PayPal has provided AU$500 million to 7,000 businesses in Australia since it launched a working capital offering less than five years ago alongside Citi.
“We can see that there is an ongoing demand for alternative finance solutions to support small businesses and help them thrive,” PayPal said in its submission [PDF] to the Select Committee on Financial Technology and Regulatory Technology.
PayPal considers “information asymmetries” having previously been a “tremendous” challenge in traditional credit scoring.
“Most of the data involved in calculating a traditional credit score came from traditional financial institutions,” it wrote. “Lower income, younger, and minority consumers and small businesses often lacked the prerequisite paper trail to document their historical payments and credit flows, and therefore were considered risky lending propositions.”

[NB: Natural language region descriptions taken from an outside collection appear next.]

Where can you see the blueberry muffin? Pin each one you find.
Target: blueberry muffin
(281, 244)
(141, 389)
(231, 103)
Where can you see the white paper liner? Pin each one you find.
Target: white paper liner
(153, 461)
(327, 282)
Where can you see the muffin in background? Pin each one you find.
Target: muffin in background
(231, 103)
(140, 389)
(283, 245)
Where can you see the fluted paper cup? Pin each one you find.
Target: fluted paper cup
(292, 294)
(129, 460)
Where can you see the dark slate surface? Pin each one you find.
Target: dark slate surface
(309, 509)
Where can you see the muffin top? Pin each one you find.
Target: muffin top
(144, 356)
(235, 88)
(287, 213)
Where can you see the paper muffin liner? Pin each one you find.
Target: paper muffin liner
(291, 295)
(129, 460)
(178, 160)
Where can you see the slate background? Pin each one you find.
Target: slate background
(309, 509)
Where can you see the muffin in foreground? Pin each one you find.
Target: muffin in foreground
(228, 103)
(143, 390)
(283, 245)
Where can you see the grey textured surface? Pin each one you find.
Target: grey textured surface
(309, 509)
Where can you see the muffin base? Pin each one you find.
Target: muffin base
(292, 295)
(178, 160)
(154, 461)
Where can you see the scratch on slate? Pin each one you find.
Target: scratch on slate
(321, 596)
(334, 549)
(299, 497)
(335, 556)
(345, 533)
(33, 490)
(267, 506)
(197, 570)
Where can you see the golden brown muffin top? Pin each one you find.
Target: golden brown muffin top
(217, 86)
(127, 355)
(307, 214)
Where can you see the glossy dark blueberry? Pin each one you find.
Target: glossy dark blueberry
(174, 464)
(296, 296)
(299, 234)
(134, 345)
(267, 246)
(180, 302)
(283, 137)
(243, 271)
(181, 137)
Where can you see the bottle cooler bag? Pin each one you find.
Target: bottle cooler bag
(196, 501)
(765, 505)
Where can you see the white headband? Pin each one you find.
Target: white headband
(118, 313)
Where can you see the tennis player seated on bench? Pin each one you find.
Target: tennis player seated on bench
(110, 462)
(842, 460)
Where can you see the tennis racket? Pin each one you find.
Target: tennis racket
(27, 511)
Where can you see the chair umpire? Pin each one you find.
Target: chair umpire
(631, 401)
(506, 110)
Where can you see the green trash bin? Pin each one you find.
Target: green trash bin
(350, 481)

It said alternative data elements however, have enabled lenders to say “yes” in cases where previously they would have been unable to do so.
The company also believes the creation of a secure, government-issued digital identity framework linked to an electronic know your customer (KYC) could improve the ecosystem for onboarding, authentication, and verification for electronic payments.
PayPal said it is “encouraged” by the efforts underway in Australia by the Digital Transformation Agency (DTA) in this space and said it would like to be engaged with the rollout of the function.
“The lack of a secure, reliable, digital identity framework poses a significant barrier to more efficient online interactions and economic participation by citizens least able to overcome those barriers,” PayPal continued.
“The fact that dozens of institutions are forced to repeat the same identity verification activities, for the same person, across multiple platforms to satisfy anti-money laundering, sanctions monitoring, and fraud risk management obligations is a material drain on economic resources.”